Is apostrophe (') something special in a regex if at end?

(Ruby 1.9.2) I have a simple validation regex which I need to pass the following values: “Billy-Bob” and “O’Kelley” (as test cases). Originally I was not allowing apostrophe but it became apparent I had to allow it.

The initial regex was:

/^[a-zA-Z -]*$/

Now, when I added the apostrophe like this:

/^[a-zA-Z’ -’]*$/

Then for some reason “Billy-Bob” was not getting matched:

“Billy-Bob” =~ /^[a-zA-Z -’]*$/

nil
“O’Kelley” =~ /^[a-zA-Z’ -’]*$/

0

But when I moved the apostrophe further in, then things work as desired an expected:

“Billy-Bob” =~ /^[a-zA-Z’ -]$/
0
“O’Kelley” =~ /^[a-zA-Z’ -]
$/

0

Why is this?

(Ruby 1.9.2) I have a simple validation regex which I need to pass the
following values: "Billy-Bob" and "O'Kelley" (as test cases).

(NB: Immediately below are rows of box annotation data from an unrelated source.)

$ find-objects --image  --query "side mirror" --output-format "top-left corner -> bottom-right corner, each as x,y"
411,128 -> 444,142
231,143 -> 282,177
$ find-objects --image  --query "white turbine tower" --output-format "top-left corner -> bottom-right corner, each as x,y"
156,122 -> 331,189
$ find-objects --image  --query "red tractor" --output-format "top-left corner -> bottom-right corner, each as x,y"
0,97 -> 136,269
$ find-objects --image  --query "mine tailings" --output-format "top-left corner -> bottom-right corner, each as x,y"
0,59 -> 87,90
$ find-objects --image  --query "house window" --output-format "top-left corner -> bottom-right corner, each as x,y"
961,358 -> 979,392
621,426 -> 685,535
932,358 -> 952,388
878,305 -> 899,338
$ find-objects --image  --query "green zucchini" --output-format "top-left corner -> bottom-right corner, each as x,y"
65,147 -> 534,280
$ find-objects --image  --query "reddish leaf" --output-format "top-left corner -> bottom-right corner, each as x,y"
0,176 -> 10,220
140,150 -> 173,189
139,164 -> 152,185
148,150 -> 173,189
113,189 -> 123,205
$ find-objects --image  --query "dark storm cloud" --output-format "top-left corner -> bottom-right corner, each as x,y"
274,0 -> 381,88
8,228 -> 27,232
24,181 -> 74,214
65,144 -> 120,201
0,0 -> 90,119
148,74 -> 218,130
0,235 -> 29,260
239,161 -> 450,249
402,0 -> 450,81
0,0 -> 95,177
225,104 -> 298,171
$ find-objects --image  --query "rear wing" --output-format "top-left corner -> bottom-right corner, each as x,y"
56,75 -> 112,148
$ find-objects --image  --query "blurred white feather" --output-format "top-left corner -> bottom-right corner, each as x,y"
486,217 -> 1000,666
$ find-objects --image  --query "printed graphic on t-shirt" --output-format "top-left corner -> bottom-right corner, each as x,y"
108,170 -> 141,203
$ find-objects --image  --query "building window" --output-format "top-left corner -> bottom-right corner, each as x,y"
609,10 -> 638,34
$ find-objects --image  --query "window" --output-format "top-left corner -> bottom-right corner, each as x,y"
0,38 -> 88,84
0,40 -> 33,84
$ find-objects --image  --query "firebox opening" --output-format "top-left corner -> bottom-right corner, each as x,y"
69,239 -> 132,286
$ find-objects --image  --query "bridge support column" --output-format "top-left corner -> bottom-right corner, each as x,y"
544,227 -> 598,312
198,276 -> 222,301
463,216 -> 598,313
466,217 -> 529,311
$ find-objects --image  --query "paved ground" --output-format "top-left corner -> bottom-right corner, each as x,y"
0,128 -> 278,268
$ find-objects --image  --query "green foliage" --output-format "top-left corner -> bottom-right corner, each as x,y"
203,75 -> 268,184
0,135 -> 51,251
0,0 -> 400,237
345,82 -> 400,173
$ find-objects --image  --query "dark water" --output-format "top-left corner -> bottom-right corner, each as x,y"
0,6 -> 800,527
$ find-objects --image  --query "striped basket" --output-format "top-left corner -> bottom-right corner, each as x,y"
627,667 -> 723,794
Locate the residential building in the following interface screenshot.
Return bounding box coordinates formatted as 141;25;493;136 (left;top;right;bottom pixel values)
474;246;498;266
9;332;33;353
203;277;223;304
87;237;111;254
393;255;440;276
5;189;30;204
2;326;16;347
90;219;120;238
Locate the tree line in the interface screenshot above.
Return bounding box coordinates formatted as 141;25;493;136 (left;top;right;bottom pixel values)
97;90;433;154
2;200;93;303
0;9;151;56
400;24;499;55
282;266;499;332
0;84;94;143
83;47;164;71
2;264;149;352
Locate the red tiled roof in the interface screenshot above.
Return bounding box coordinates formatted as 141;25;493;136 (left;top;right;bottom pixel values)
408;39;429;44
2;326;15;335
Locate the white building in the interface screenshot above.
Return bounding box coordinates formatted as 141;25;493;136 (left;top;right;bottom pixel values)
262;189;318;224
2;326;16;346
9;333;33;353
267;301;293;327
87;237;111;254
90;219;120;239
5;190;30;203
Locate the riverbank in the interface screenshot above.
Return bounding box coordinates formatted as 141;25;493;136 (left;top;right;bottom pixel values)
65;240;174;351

Originally I
was not allowing apostrophe but it became apparent I had to allow it.

The initial regex was:

/^[a-zA-Z -]*$/

Now, when I added the apostrophe like this:

/^[a-zA-Z' -']*$/

Then for some reason "Billy-Bob" was not getting matched:

"Billy-Bob" =~ /^[a-zA-Z -']*$/
nil
"O'Kelley" =~ /^[a-zA-Z' -']*$/
0

But when I moved the apostrophe further in, then things work as desired an
expected:

"Billy-Bob" =~ /^[a-zA-Z' -]*$/
0
"O'Kelley" =~ /^[a-zA-Z' -]*$/
0

Why is this?

It is the minus that is a special char (as in a-z) if you escape the
minus it is ok.
ruby-1.9.2-p0 > "Billy-Bob" =~ /^[a-zA-Z \-']*$/
=> 0
ruby-1.9.2-p0 > "O'Kelley" =~ /^[a-zA-Z \-']*$/
=> 0

Colin

(Ruby 1.9.2) I have a simple validation regex which I need to pass the

following values: “Billy-Bob” and “O’Kelley” (as test cases). Originally I

was not allowing apostrophe but it became apparent I had to allow it.

The initial regex was:

/^[a-zA-Z -]*$/

Now, when I added the apostrophe like this:

/^[a-zA-Z’ -’]*$/

Then for some reason “Billy-Bob” was not getting matched:

“Billy-Bob” =~ /^[a-zA-Z -’]*$/

nil

“O’Kelley” =~ /^[a-zA-Z’ -’]*$/

0

But when I moved the apostrophe further in, then things work as desired an

expected:

“Billy-Bob” =~ /^[a-zA-Z’ -]*$/

0

“O’Kelley” =~ /^[a-zA-Z’ -]*$/

0

Why is this?

It is the minus that is a special char (as in a-z) if you escape the

minus it is ok.

Yes I see you are right —the weird part is that the minus is getting passed not as a special character in the first examples ( “Billy-Bob” =~ /^[a-zA-Z’ -]*$/ returns 0!) … anyhow, I will remember than and start escaping it.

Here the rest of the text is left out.